Open-Source-Legal · JSv4 · Apr 30, 2026 · May 1, 2026 · May 1, 2026 · May 1, 2026
diff --git a/CHANGELOG.md b/CHANGELOG.md
@@ -9,6 +9,12 @@ and this project adheres to [Semantic Versioning](https://semver.org/spec/v2.0.0
 
 ### Fixed
 
+- **Extraction grounding follow-up #2** (Issue #1407, follow-up to PR #1397):
+  - **DB-level idempotency for the grounding `get_or_create`** (`opencontractserver/annotations/migrations/0069_grounding_annotation_unique_constraints.py`, `opencontractserver/annotations/models.py`): added two partial `UniqueConstraint`s on `Annotation` that exactly match the application-level `get_or_create` lookup keys in `opencontractserver/utils/extraction_grounding.py` — `annotation_unique_token_label_grounding_key` keyed on `(document, corpus, annotation_label, page, raw_text, creator)` and `annotation_unique_span_label_grounding_key` keyed on `(document, corpus, annotation_label, raw_text, json, creator)`, both scoped via `condition=Q(structural=False, is_grounding_source=True)`. Without these, two concurrent Celery workers retrying the same datacell could both miss on the SELECT and both succeed on the CREATE, defeating PR #1397's `get_or_create`. The new `Annotation.is_grounding_source` boolean (default `False`, set `True` only inside the grounding pipeline) scopes the constraints so legitimate non-grounding flows producing the same key tuple — `add_annotations_from_exact_strings` finding multiple occurrences of the same word on a page, hierarchical annotation trees with duplicate `raw_text` at different parents — are not blocked.
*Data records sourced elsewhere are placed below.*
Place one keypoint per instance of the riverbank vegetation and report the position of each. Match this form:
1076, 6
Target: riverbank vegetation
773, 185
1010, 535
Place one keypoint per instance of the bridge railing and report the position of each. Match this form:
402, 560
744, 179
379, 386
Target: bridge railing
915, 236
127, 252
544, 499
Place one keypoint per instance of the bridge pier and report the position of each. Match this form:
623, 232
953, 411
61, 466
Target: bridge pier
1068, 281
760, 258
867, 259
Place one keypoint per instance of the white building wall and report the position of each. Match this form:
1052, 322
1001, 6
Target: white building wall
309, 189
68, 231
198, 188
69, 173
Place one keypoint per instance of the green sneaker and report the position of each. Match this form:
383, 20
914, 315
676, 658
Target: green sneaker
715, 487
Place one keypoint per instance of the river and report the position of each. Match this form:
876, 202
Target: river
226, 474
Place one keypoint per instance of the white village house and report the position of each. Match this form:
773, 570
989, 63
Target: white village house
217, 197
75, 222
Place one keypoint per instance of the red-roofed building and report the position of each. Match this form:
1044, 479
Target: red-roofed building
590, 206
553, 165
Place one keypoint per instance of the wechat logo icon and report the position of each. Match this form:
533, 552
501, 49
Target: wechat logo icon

The migration adds the field, backfills `is_grounding_source=True` for any pre-existing `OC_EXTRACT_SOURCE` rows, deduplicates the now-flagged duplicates (keeping the lowest-pk row in each group and re-pointing `datacell.sources` M2M FKs) before adding the constraints — same pattern as `0068_enforce_embedder_path_not_null.py`. `creator` is in the key so two distinct users manually creating identical grounding rows are not blocked; only literal duplicates (the realistic Celery-race target) are.
+  - **`creator_id` is now in the grounding `get_or_create` lookup keys** (not just `defaults`) so the new constraints back the application-level lookup — required for `IntegrityError` to fire on the loser of a race and for `get_or_create` to fall back to the `SELECT`.
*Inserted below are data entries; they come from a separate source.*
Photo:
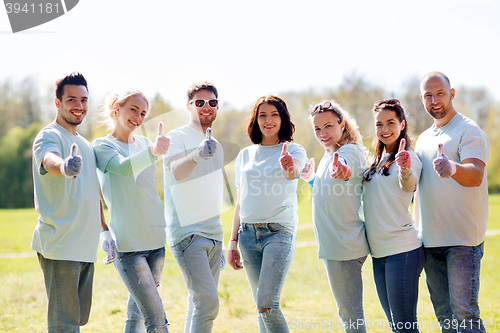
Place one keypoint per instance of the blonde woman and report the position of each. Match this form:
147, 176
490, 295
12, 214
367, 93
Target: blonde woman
337, 188
126, 171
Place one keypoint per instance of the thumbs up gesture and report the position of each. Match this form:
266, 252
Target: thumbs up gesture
161, 144
206, 149
442, 165
340, 169
72, 165
403, 158
286, 159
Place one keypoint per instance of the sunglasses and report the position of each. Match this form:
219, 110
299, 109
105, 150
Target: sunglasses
392, 101
199, 103
326, 106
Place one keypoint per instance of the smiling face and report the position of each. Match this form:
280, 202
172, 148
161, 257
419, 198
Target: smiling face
131, 114
437, 97
328, 129
269, 121
202, 117
388, 128
72, 108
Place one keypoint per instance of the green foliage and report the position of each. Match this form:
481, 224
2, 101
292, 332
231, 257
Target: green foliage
16, 179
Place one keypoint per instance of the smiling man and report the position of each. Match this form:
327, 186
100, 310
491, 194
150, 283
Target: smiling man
453, 195
193, 203
67, 199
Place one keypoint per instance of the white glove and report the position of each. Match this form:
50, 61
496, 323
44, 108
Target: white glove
72, 164
206, 149
108, 245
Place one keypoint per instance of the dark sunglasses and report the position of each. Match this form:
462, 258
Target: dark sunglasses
199, 103
326, 106
392, 101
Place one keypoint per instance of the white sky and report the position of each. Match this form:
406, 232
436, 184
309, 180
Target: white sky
254, 48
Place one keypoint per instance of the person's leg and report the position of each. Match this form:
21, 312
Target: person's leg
464, 263
402, 274
278, 245
197, 258
140, 271
62, 283
346, 284
436, 275
251, 254
379, 265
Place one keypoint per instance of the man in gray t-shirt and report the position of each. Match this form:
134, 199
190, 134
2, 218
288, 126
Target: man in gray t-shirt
453, 199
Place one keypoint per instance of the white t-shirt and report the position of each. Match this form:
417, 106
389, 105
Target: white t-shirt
137, 219
389, 224
451, 214
338, 227
266, 196
69, 222
193, 205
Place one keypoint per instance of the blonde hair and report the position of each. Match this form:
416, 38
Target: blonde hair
351, 133
106, 115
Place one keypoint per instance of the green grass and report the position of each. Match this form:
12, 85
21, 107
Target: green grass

+  - **Documented PostgreSQL-specific `json` lookup semantics** (`opencontractserver/utils/extraction_grounding.py` `_create_span_annotation` docstring): the `json={"start", "end"}` lookup key relies on `JSONField` mapping to PostgreSQL `jsonb` (structural equality, key-order independent). On SQLite `JSONField` is plain text and the comparison would be lexical. The project's runtime and test database are both PostgreSQL, so this is documented rather than guarded.
+  - **Documented dedup rationale** (`_create_grounding_annotations`): the end-of-function dedup-by-pk loop is needed because distinct extraction values can legitimately resolve to the same source span (e.g. `["Acme Holdings", "Acme Holdings Inc."]` both anchoring on the same token range, or an idempotent re-run returning the existing row twice). The comment now spells out that this is intentional rather than masking a bug in `align_text_to_document`.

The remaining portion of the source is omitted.